C’est une photo qui marquera l’histoire, celle d’un Jean De Dieu Nguz a Karl-i-Bond méconnaissable. Devenu presque squelettique assis à côté du sénateur pro-Kabila Modeste Mutinga Mutuishayi. Avec l’éditeur-propriétaire du Journal Le Potentiel paraissant à Kinshasa, Nguz livre ce qui se son grand dernier entretien de presse depuis l’Afrique du Sud où il se trouve en convalescence après une attaque cardiaque qui avait failli l’emporter à Kinshasa. Dans cet ultime entretien paru dans l’édition du 09 novembre 2002, l’ancien homme politique Nguz ne semble endosser rien même s’il demande pardon aux congolais pour certains faits lui reprochaient. Face au démon du tribalisme qui semble gangrener le pays jusqu’aujourdhui, Jean de Dieu Nguz plaide pour un esprit de réconciliation. Il mourra finalement le 27 juillet 2003 alors que le pays se rengageait sur la voie de la démocratisation et du retour de la paix après le dialogue inter congolais de Sun City en Afrique du Sud même.
La Rédaction
Nguz Karl-I-Bond « Je salue le courage et les convictions politiques d’Etienne Tshisekedi »

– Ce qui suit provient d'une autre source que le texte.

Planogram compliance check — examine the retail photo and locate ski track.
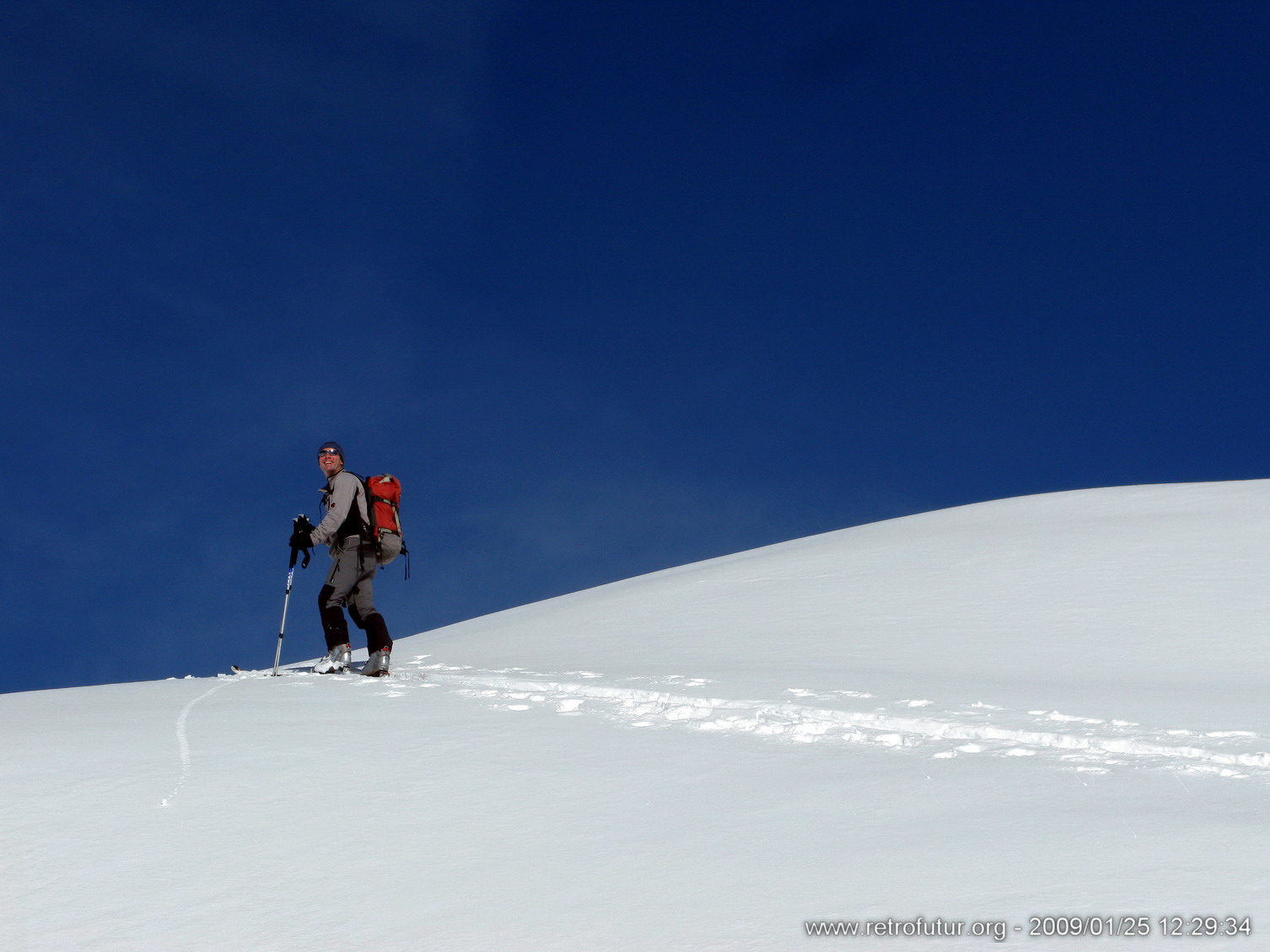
[159,680,233,806]
[402,655,1270,779]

Nguz Karl-i-Bond continue sa longue convalescence. Victime d’une hémorragie cérébrale aggravée par l’infarctus du myocarde, l’ancien Premier ministre de Mobutu, tombé dans un coma profond à Kinshasa, a été accepté le 25 mai 1994 à l’Hôpital Militaire des grands blessés en Afrique du Sud. Pendant trois mois, l’ancien président national de l’Uferi (l’Union des Fédéralistes et Républicains Indépendants, son parti politique ; NDLR) avait perdu toutes ses facultés motrices : la mémoire, la parole. Une paralysie générale l’avait rendu totalement dépendant.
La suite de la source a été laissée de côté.